Diabetes insipidus (DI) is a disease where the kidneys are unable to retain water resulting in polyuria – excessive and frequent urination. The kidneys are the main organs for regulating fluid homeostasis which involves maintaining fluid and electrolyte balance in the body. This process is controlled by vasopressin, the anti-diuretic hormone (ADH).
ADH is synthesized in a region of the brain called the hypothalamus. It is then transported to the posterior pituitary gland, also located in the brain and stored here as neurosecretory granules. When the body gets dehydrated, the concentration of salts or electrolytes in blood increases.
In response to this electrolyte imbalance, ADH is released from the pituitary into blood stream through which the hormone reaches the kidneys. Here, ADH acts upon the cells of distal convoluted tubules promoting resorption of water. Thus, fluid is retained restoring the electrolyte concentration of blood. In DI, the ADH-mediated control of fluid homeostasis by kidneys is perturbed increasing the volume of urine produced.
The manifestations of diabetes insipidus are centered on the excessive loss of body water due to polyuria or frequent urination. Polyuria is a major symptom of diabetes mellitus as well but as described above, the mechanisms which lead to polyuria in diabetes insipidus are completely different. Unlike the high levels of sugar in the urine of diabetes mellitus patients, the urine of diabetes insipidus patients is very dilute and tasteless and hence the name (insipidus-tasteless in French). This gives rise to polydypsia or excessive thirst.
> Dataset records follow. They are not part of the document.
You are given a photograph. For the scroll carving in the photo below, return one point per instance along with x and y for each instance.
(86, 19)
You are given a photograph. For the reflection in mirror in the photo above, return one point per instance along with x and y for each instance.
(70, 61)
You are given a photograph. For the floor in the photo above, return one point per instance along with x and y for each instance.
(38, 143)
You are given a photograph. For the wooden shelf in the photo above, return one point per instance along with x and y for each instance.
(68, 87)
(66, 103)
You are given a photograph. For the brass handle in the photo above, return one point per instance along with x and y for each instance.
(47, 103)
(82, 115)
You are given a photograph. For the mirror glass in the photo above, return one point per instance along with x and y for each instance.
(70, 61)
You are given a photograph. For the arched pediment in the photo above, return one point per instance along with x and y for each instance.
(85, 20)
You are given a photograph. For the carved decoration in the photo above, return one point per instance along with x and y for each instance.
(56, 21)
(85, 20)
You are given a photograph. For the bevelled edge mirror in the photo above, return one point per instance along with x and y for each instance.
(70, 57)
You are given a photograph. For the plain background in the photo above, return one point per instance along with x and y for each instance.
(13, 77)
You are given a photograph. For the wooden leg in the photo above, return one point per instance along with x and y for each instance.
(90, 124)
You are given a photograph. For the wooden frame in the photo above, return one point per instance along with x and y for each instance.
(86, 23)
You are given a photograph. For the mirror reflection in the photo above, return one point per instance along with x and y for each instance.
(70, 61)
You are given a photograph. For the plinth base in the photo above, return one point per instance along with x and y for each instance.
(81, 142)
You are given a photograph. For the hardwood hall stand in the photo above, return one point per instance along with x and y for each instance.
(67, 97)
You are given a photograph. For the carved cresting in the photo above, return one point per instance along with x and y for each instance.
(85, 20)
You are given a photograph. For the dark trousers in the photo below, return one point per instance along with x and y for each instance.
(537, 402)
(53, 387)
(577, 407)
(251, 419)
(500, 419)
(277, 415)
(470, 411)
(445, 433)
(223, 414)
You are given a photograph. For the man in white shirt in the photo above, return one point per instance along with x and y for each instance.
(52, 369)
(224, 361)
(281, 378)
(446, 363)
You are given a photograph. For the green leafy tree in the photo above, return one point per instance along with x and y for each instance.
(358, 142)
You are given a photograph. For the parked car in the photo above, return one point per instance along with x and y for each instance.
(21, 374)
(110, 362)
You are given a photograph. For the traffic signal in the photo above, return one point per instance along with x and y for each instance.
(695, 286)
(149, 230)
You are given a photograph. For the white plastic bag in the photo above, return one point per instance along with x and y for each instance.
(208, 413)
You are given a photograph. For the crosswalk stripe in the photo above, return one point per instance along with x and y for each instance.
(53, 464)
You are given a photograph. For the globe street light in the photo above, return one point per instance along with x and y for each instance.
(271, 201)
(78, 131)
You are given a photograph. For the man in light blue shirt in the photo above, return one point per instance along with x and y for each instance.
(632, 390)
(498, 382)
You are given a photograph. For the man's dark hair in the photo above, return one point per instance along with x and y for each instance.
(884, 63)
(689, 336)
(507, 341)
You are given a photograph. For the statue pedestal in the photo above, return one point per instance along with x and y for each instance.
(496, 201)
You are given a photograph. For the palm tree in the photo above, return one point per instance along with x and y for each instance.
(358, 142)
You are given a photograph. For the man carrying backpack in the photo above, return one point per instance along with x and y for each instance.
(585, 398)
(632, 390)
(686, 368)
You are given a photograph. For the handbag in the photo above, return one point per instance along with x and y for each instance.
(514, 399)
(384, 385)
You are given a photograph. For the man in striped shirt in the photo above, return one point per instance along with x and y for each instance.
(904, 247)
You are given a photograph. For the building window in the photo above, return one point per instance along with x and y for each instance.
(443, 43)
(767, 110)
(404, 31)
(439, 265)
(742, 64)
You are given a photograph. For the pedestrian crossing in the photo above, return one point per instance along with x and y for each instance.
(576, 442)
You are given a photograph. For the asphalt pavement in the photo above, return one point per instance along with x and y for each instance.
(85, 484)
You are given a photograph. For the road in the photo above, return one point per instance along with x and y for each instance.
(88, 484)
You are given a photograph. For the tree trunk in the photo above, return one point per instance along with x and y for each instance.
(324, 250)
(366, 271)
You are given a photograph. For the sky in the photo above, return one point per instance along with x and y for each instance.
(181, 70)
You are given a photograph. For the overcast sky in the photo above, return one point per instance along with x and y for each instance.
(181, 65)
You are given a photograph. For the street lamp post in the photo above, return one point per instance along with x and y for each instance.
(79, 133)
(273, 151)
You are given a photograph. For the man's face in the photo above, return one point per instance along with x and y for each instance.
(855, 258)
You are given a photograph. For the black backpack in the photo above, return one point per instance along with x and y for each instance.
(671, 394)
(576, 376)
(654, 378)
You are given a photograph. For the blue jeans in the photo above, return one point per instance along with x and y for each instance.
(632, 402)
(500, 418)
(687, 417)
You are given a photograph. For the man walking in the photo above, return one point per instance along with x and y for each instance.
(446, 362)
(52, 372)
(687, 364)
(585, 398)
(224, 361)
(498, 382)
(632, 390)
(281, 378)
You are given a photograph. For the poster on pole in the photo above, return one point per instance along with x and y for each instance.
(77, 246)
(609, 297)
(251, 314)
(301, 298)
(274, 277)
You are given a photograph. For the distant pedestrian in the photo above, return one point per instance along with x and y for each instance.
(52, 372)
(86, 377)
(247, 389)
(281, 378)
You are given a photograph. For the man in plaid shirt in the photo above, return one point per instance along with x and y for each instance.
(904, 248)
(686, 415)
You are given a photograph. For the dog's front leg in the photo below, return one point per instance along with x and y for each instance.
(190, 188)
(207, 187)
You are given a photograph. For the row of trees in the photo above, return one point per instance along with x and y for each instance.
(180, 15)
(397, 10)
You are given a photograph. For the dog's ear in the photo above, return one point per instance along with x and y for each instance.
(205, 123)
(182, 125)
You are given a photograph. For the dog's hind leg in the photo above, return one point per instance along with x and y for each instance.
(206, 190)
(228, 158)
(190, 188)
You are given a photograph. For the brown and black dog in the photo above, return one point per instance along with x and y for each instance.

Craving for ice-cold water is a very peculiar aspect of polydypsia associated with diabetes insipidus. Polyuria also results in dehydration causing skin dryness. If the body fluids are not replenished, it leads to electrolyte imbalance. This further affects the heart-beat rate. It also causes fatigue and muscle weakness.
Diabetes insipidus can be caused by a ADH deficiency or by reduced responsiveness of the kidneys to the ADH. Based on the mode of fluid homeostasis, the disease has been classified into central/ cranial, nephrogenic, dypsogenic and gestational diabetes insipidus. Head injuries and brain tumors affecting the hypothalamus or pituitary gland cause cranial or central diabetes insipidus, the most commonly observed type of this disease.
Since these factors also adversely affect the thirst mechanism, they also result in dypsogenic diabetes insipidus. Diseases such as the polycystic kidney disease and high blood levels of calcium can affect water resorption by the kidney cells which leads to nephrogenic diabetes insipidus. The placental enzyme, vasopressinase which breaks down the ADH is the major cause of gestational DI. The adverse effects of lithium based drugs, amphotericin B and demeclocycline can be iatrogenic causes of DI.
Central and gestational DI is treated with desmopressin usually as nasal sprays. Desmospressin is a replacement for vasopressin but this is ineffective in nephrogenic DI where thiazide diuretics are administered. These drugs increase absorption of water at the proximal tubule of kidneys and include hydrochlorothiazide and indomethacin. Iatrogenic effects of lithium drugs can be countered by the drug amiloride. However, most importantly, appropriate fluid intake is necessary to prevent any severe symptoms of diabetes insipidus.